14. Прежде чем исследовать конкретные причины, по которым изучение литературы должно поощряться при подготовке будущих священников, я хотел бы сначала сказать кое-что о современном религиозном ландшафте. «Характерный для нашей эпохи возврат к священному и духовные поиски — двойственный феномен. Сегодня нас должен заботить не столько атеизм, сколько вызов должным образом ответить на испытываемую многими людьми жажду Бога, чтобы они не пытались утолить ее отчуждающими от окружающих идеями или Иисусом Христом без плоти». [9] Неотложная задача провозглашения Евангелия в наше время требует, чтобы верующие, и священники в частности, обеспечили возможность каждому встретиться с Иисусом Христом, ставшим плотью, ставшим человеком, ставшим историей. Мы всегда должны заботиться о том, чтобы никогда не упускать из виду «плоть» Иисуса Христа: эту плоть, состоящую из страстей, эмоций и чувств, слов, которые бросают вызов и утешают, рук, которые касаются и исцеляют, взглядов, которые освобождают и воодушевляют, плоть, состоящую из гостеприимства, прощения, негодования, мужества, бесстрашия; одним словом, любви.
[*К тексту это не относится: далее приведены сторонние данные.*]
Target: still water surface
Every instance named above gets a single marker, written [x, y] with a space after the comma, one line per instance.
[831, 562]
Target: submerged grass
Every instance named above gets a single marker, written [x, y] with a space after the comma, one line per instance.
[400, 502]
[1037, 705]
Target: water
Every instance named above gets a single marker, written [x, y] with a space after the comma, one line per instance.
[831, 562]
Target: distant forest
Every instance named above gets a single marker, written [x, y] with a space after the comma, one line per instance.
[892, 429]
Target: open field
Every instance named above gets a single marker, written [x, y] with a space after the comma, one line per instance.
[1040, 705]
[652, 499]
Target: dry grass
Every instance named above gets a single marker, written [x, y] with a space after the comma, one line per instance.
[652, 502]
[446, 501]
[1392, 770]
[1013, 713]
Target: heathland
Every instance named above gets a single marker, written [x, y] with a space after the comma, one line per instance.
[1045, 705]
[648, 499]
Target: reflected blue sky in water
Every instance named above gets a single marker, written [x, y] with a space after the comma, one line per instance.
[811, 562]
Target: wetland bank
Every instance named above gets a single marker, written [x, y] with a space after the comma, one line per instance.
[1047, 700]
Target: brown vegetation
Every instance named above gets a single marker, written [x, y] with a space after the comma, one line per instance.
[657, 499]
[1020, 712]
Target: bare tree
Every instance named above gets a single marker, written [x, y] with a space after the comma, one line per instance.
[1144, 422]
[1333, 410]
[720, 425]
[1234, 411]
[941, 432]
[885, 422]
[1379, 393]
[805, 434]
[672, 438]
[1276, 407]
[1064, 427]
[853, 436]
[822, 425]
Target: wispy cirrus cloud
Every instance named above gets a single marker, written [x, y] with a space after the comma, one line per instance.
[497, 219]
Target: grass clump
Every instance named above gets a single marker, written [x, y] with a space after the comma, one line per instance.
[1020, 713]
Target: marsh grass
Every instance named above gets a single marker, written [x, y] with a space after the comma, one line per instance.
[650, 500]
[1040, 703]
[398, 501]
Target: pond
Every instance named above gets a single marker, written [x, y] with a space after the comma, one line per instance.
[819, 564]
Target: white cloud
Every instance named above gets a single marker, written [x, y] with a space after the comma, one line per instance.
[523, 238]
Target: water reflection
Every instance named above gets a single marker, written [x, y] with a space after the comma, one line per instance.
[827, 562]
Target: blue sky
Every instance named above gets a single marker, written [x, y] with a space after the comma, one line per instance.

15. Именно на этом уровне знакомство с литературой может сделать будущих священников и всех пастырских работников еще более чувствительными к полной человечности Господа Иисуса, в которой в полной мере присутствует Его божественность.Благодаря этому, они могут провозглашать Евангелие таким образом, чтобы каждый мог почувствовать на опыте истину учения Второго Ватиканского Собора о том, что «тайна человека истинно проясняется лишь в тайне воплотившегося Слова». [10] Это не тайна какого-то абстрактного человечества, но тайна всех мужчин и женщин с их ранами, желаниями, воспоминаниями и надеждами, которые являются конкретной частью их жизни.

Великое благо

16. С практической точки зрения многие ученые утверждают, что привычка читать оказывает множество положительных эффектов на жизнь людей, помогая им приобретать более широкий словарный запас и, таким образом, шире развивать интеллектуальные способности. Она также стимулирует их воображение и креативность, позволяя им учиться рассказывать свои истории более богатыми и выразительными способами. Она также улучшает их способность концентрироваться, препятствует снижению когнитивных способностей, снимает стресс и беспокойство.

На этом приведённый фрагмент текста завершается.